Another sunny day greets us as we set off for Coromandel Peninsula. But first, we decide on a stop at a place we’d passed on our way in to Snells Beach. Puhoi is a historic Bohemian settlement according to the sign at the turn off for the road. It is a tiny little place along a small river. It was settled by a group of 83 Bohemians from villages near Pilsen in Bohemia. The offer of free land was what encouraged them to leave their homeland in 1863 and emigrate to New Zealand.
Each adult was given 40 acres and each child 20 under the Waste Lands Act. In Puhoi the land was steep, the bush thick, the only access the river and only a rough shelter house. Te Hemera Tauhia and his men brought the immigrants to Puhoi and helped them to learn a bit about the bush and survival. The Bohemians, a hearty people, managed to survive by using what they found in the bush as a means to generate income and slowly put their settlement together. Steamers began coming up the river to receive the timber and other goods for shipment and by 1881, about 3000 acres were beginning to be farmed.
Why is this so fascinating to me? Well, because my grandfather came from Bohemia. He was a farmer and immigrated to America not too long after these people. Under different circumstances, I could have been a Kiwi!
We are here so early in Puhoi that nothing except the general store is open. We mail some post cards and take pictures of the old hotel and the stables and set out on the road again. Surprise, surprise! Our next stop is another waterfall. Hunua Falls. This one is quite impressive. The Kiwis have erected a frame so that you can take a postcard-like picture. Kind of funny. I like the more natural scene a lot better.

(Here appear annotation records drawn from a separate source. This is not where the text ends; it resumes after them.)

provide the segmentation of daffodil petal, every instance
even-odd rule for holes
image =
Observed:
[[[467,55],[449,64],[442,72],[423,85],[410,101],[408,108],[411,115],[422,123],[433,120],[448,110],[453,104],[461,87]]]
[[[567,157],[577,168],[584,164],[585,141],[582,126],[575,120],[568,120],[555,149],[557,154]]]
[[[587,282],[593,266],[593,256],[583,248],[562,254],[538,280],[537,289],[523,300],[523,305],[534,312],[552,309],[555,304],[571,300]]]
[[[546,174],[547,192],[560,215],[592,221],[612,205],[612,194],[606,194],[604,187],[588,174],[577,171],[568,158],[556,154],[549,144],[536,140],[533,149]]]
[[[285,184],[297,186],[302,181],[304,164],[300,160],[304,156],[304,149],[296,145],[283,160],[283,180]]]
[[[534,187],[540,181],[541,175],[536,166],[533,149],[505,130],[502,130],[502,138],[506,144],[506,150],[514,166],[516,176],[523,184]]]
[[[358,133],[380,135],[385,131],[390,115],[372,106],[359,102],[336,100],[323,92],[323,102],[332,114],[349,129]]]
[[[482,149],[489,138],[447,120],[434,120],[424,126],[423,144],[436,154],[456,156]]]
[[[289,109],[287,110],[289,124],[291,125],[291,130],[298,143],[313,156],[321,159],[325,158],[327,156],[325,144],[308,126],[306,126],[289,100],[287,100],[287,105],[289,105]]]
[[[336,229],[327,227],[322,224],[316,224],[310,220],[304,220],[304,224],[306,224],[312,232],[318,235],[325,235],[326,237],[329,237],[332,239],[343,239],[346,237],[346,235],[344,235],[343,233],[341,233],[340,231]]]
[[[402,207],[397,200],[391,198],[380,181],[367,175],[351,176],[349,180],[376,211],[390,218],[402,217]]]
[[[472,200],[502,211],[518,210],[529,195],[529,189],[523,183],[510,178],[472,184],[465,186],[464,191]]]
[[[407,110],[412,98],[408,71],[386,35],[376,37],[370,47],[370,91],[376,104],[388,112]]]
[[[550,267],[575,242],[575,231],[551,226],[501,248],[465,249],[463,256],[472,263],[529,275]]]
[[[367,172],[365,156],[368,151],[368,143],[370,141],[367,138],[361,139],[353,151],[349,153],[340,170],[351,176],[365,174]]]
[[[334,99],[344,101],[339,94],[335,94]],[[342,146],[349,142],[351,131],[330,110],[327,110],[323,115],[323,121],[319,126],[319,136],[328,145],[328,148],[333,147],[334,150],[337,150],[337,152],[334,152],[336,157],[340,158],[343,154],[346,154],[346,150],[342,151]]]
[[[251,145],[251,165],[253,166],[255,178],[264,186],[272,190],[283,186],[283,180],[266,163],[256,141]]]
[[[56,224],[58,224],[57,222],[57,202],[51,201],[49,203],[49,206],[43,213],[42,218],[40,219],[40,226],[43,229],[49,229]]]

Our route to the town of Cormandel takes us along a magnificent coastline. Lush green islands dot the water and contrast with the deep blue of the sea. It is rockier here than any other place we’ve been yet and it makes the shoreline even more dramatic. Around every turn there seems to be another breathtaking view. Of course some of the turns are pretty breathtaking too especially when you are met by a huge logging truck coming the other way.
We check in to our motel, again finding it much nicer than expected, and quickly drive to the Golden Stamper Battery. It is a place to learn more about the gold mining that went on in this area. Unfortunately, we arrive about ten minutes too late for the last tour which seems didn’t happen anyway because we are the only car in the parking lot. Disappointed, we turn and head for the other site on our list, the Driving Creek Railway.

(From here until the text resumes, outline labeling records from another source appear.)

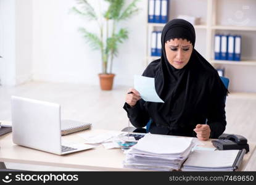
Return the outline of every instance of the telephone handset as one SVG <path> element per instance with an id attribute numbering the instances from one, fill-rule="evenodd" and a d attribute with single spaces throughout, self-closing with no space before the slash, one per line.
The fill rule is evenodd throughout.
<path id="1" fill-rule="evenodd" d="M 219 150 L 242 150 L 245 149 L 246 153 L 249 151 L 247 139 L 237 134 L 223 134 L 218 140 L 212 141 L 213 146 Z"/>

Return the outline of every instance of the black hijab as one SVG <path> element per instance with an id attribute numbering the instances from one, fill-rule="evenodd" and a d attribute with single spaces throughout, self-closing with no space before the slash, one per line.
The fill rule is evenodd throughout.
<path id="1" fill-rule="evenodd" d="M 186 39 L 193 47 L 182 69 L 170 64 L 165 54 L 165 42 L 175 38 Z M 196 124 L 207 118 L 210 102 L 227 93 L 216 70 L 194 49 L 195 41 L 195 30 L 190 23 L 183 19 L 170 21 L 162 32 L 161 58 L 152 62 L 142 74 L 155 78 L 157 92 L 165 102 L 145 102 L 144 106 L 154 124 L 168 128 L 169 134 L 191 136 Z M 197 117 L 202 121 L 192 121 Z"/>

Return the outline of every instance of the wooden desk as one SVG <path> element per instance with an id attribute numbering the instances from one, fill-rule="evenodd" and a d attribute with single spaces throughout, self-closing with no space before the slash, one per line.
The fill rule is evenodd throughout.
<path id="1" fill-rule="evenodd" d="M 100 134 L 108 131 L 109 131 L 91 130 L 83 133 Z M 77 133 L 63 138 L 76 142 L 84 142 L 83 139 L 78 136 Z M 210 140 L 200 142 L 204 144 L 201 146 L 202 147 L 213 147 Z M 123 167 L 125 155 L 120 149 L 105 149 L 102 146 L 99 146 L 94 149 L 60 156 L 14 144 L 12 142 L 11 133 L 0 136 L 0 162 L 74 168 L 78 168 L 78 171 L 79 169 L 100 171 L 140 171 Z M 250 144 L 250 152 L 245 155 L 240 170 L 244 170 L 255 148 L 255 144 Z"/>

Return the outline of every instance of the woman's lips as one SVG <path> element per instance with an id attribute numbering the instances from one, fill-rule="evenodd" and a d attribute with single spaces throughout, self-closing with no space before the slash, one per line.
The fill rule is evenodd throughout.
<path id="1" fill-rule="evenodd" d="M 183 61 L 173 61 L 173 62 L 174 62 L 174 63 L 175 63 L 176 64 L 179 64 L 179 65 L 182 64 L 184 62 Z"/>

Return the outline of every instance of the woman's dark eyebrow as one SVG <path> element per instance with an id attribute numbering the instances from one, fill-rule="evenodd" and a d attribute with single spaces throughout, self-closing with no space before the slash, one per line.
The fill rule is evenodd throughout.
<path id="1" fill-rule="evenodd" d="M 189 47 L 191 45 L 187 45 L 187 46 L 182 46 L 181 47 Z M 170 46 L 171 47 L 178 47 L 179 46 L 174 46 L 174 45 L 171 45 Z"/>

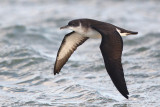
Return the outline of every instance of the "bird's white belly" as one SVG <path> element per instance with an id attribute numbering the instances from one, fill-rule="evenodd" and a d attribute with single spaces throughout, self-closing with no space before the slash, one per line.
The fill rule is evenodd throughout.
<path id="1" fill-rule="evenodd" d="M 90 38 L 101 38 L 101 34 L 99 32 L 90 28 L 85 32 L 84 35 Z"/>
<path id="2" fill-rule="evenodd" d="M 101 38 L 101 34 L 94 29 L 91 28 L 83 28 L 81 25 L 78 27 L 69 27 L 69 29 L 79 33 L 82 36 L 89 38 Z"/>

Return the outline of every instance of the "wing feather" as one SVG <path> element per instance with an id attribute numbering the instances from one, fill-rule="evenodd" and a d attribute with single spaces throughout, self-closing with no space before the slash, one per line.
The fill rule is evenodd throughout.
<path id="1" fill-rule="evenodd" d="M 123 51 L 123 41 L 116 28 L 105 31 L 103 27 L 93 27 L 102 35 L 100 50 L 104 59 L 106 70 L 111 77 L 118 91 L 128 99 L 129 92 L 127 90 L 121 56 Z"/>

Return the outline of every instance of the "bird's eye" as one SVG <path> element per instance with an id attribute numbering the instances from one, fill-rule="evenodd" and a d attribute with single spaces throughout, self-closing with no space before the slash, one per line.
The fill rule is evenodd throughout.
<path id="1" fill-rule="evenodd" d="M 75 25 L 75 23 L 72 23 L 72 26 L 74 26 Z"/>

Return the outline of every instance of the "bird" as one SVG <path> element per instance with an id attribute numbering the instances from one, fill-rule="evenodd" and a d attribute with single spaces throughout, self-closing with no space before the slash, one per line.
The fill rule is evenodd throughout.
<path id="1" fill-rule="evenodd" d="M 66 34 L 57 52 L 54 64 L 54 75 L 59 74 L 62 67 L 68 61 L 78 46 L 89 38 L 101 39 L 100 50 L 104 59 L 104 65 L 117 90 L 128 99 L 128 89 L 124 78 L 121 62 L 123 40 L 121 36 L 135 35 L 138 32 L 129 31 L 110 23 L 82 18 L 68 22 L 60 29 L 70 29 Z"/>

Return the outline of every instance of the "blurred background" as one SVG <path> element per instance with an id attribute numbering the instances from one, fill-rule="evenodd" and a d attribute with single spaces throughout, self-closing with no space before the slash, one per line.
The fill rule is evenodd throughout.
<path id="1" fill-rule="evenodd" d="M 159 0 L 1 0 L 0 106 L 160 106 Z M 125 99 L 108 76 L 99 44 L 90 39 L 59 75 L 53 66 L 68 21 L 92 18 L 138 31 L 123 37 Z"/>

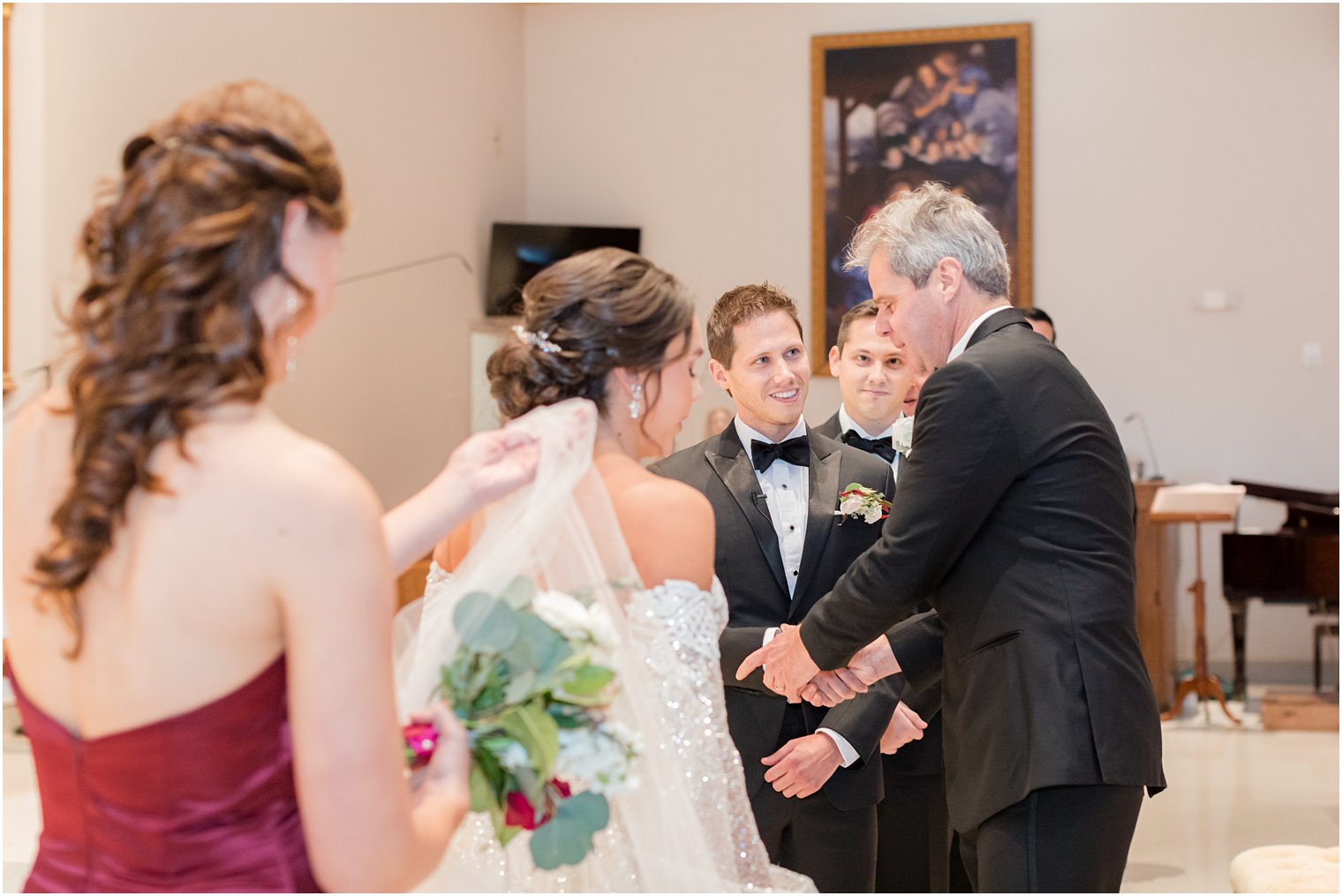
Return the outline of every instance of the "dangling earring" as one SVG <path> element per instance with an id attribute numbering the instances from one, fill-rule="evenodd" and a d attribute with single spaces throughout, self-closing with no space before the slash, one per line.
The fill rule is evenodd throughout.
<path id="1" fill-rule="evenodd" d="M 629 389 L 629 420 L 643 416 L 643 386 L 637 382 Z"/>
<path id="2" fill-rule="evenodd" d="M 285 311 L 289 313 L 287 323 L 295 323 L 298 318 L 298 290 L 289 287 L 285 296 Z M 293 380 L 298 373 L 298 335 L 290 333 L 285 339 L 285 378 Z"/>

Thankfully we arrive just in time for the last train run of the day. The train is narrow gauge and diesel driven and was originally used to bring clay down from the mountainside for use by the artist’s colony that formed there. When the man, Barry Brickell, who originally built the whole thing was running out of money, he began to use it to take tourists up to the top for a view of the surrounding area. Eventually he built a lookout he calls the Eyefull Tower and it affords a panoramic view of the ocean, the peninsula and the surrounding islands.
Again, we find the friendliness of the Kiwis amazing. The engineer sat with us on the way down (we were in the last car which became the first car on the return) and asked us about home and Bob’s volunteer job with our Cuyahoga Valley Scenic Railroad. He answered all Bob’s questions about the little train we were on and even gave us a great suggestion for dinner.

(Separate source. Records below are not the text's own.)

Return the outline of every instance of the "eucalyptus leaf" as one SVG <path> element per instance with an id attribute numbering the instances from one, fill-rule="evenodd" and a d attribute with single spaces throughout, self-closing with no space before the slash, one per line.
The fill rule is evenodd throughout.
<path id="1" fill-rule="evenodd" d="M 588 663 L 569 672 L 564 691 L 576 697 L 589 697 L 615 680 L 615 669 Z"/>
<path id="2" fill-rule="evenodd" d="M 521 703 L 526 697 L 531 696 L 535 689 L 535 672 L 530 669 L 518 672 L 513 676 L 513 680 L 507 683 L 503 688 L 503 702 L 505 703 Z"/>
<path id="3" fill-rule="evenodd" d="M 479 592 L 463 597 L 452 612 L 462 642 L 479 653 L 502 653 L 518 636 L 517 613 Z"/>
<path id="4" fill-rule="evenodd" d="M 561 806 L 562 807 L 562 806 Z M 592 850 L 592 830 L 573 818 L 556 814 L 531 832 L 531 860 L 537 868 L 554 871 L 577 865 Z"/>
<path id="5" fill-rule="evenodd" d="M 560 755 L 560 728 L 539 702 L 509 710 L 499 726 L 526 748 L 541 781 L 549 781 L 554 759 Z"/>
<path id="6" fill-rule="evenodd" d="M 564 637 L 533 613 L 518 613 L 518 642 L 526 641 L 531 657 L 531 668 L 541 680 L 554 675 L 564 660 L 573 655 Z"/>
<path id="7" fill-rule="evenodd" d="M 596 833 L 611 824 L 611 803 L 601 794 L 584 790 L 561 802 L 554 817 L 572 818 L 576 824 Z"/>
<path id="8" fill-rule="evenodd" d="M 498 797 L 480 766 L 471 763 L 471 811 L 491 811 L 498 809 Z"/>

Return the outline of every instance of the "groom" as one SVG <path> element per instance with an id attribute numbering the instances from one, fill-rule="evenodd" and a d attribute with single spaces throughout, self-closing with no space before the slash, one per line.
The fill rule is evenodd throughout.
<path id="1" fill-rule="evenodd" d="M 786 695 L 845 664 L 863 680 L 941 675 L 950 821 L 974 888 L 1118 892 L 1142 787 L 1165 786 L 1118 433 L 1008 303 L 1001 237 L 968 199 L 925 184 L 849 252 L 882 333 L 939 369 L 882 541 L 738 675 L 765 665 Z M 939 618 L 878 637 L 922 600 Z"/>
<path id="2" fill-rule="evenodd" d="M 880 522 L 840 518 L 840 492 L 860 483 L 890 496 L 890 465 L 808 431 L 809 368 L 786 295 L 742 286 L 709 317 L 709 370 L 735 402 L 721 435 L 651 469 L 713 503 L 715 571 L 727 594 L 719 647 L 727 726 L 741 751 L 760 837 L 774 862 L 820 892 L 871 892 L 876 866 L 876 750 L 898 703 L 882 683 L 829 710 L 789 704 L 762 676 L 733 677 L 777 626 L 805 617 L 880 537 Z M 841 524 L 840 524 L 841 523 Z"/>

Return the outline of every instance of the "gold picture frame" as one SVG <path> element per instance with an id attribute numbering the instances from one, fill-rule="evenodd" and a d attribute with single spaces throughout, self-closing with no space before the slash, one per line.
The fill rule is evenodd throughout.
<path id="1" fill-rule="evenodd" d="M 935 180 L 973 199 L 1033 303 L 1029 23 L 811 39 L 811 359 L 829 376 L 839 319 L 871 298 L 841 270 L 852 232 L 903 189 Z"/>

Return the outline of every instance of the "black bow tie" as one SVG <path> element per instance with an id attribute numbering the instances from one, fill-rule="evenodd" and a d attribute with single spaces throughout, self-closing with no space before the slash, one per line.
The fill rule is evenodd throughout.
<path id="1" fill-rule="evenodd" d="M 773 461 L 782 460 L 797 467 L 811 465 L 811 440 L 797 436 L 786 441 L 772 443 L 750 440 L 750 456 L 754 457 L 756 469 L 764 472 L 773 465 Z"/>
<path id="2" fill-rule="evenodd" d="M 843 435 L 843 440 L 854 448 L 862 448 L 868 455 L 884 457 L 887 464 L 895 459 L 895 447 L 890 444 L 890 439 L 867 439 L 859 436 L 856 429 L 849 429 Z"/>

Coming into town, we had noticed the low tide revealed several square patterned areas on the exposed beach that were lined evenly. Obviously an area where something was being farmed. We learned it was mussels and when we checked out the restaurant suggestion of the engineer, we found it had mussels on the menu. Ah! A no-brainer. Our dinner of mussels is wonderful. We order fries to go with it like we did in France. The sauce is lemongrass and coconut with a slight kick of something—maybe cayenne?
As we eat, we ponder what the long black roping with loops on it is that is draped across the restaurant. Finally we ask. It is the rope that is used on the beach for the mussels to attach to and grow. How appropriate.
After dinner, we shop for some things for breakfast. The cost of breakfast at the motels is a bit much and for a lot less, we can eat well. We get English muffins-whole wheat with raisins- a couple of bananas and some jam to go with the peanut butter we brought with us. I will learn to make plunger coffee in the morning. A new skill to acquire.